A simpler execution layer, such as a Rollup server that only supports payment transactions, avoids the difficulty of quantitative calculations. Even in this case, payments vary with the quantities of inputs and outputs. Payment channel transactions can vary in the number of "hops" required, which will affect throughput. Rollup server throughput depends on how well a batch of transactions is "networked" into smaller aggregated changesets.
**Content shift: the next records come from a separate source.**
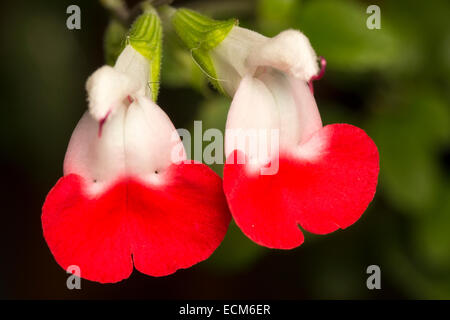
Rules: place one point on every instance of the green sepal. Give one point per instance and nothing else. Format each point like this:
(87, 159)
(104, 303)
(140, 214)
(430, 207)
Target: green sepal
(145, 37)
(201, 34)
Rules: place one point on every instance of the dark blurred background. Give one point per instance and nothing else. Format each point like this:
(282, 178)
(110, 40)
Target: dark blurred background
(393, 82)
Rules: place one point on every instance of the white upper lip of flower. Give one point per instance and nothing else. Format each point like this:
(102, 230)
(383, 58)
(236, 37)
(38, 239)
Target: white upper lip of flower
(137, 139)
(243, 51)
(267, 78)
(108, 87)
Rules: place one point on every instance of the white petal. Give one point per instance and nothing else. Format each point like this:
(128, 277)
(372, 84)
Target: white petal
(253, 120)
(150, 139)
(290, 52)
(108, 87)
(136, 142)
(230, 55)
(271, 102)
(136, 66)
(98, 159)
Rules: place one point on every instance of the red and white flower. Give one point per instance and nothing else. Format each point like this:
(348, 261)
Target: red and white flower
(123, 200)
(326, 175)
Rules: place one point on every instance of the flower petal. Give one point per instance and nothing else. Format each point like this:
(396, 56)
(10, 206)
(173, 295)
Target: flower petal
(290, 52)
(324, 188)
(126, 194)
(164, 228)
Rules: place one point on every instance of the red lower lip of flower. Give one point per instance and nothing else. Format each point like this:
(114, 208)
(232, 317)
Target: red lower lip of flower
(160, 229)
(321, 195)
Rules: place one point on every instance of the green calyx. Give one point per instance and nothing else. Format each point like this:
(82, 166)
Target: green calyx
(145, 36)
(201, 34)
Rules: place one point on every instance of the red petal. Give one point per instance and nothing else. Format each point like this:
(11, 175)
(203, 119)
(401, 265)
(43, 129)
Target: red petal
(161, 228)
(322, 194)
Another challenge in throughput is going beyond empirically measuring today's performance to assess theoretical capacity. This introduces various modeling problems to assess potential capabilities. First, we must identify a realistic transactional workload for the execution layer. Second, practical systems almost never reach theoretical capacity, especially blockchain systems. For robustness reasons, we want node implementations to be heterogeneous and diverse in practice (rather than all clients running a single software implementation). This makes it more difficult to accurately simulate blockchain throughput.
Throughput claims require careful interpretation of the transaction workload and the number of validators (their number, implementation, and network connections). In the absence of any clear standard, historical workloads from popular networks like Ethereum will suffice.
secondary title
Latency and Throughput Tradeoffs
secondary title
transaction fee
transaction fee
Understandably, end users care more about the tradeoff between latency and cost than between latency and throughput. Users have no immediate reason to care about throughput at all, they only care about being able to confirm transactions quickly and with the lowest possible fees (some users care more about fees, some care more about latency). High fees are influenced by a number of factors:
How much market demand is there to trade?
What is the overall throughput achieved by the system?
What is the total revenue that the system provides to validators or miners?
How much of this revenue is based on transaction fees or based on inflationary rewards?
The first two factors are roughly the supply and demand curve leading to a market clearing price (although some claim that miners, like federations, drive fees above this point). All else being equal, higher throughput should result in lower fees, but there are more factors to deal with.
In particular, points 3 and 4 above are fundamental issues in blockchain system design, but we lack good principles for both of them. We have some understanding of the pros and cons of giving miners inflationary rewards relative to transaction fees. However, despite many economic analyzes of blockchain consensus protocols, we still don’t have a widely accepted model of how much revenue needs to go to validators. Most systems today are built on an educated guess as to how much revenue is enough for validators to work honestly without stifling actual usage of the system. In the simplified model, it can be seen that the cost of installing a 51% attack is directly proportional to the reward of the validator.
secondary title
in conclusion
in conclusion
Assessing performance fairly and accurately is hard. The same applies to measuring a car's performance. Just like blockchain, different people will care about different things. When it comes to cars, some users care about top speed or acceleration, others care about fuel consumption, and still others care about towing capacity. All of these are not easy to get exact values. In the United States, for example, the Environmental Protection Agency has detailed guidelines for how gas mileage is evaluated and how it must be displayed to users at dealerships.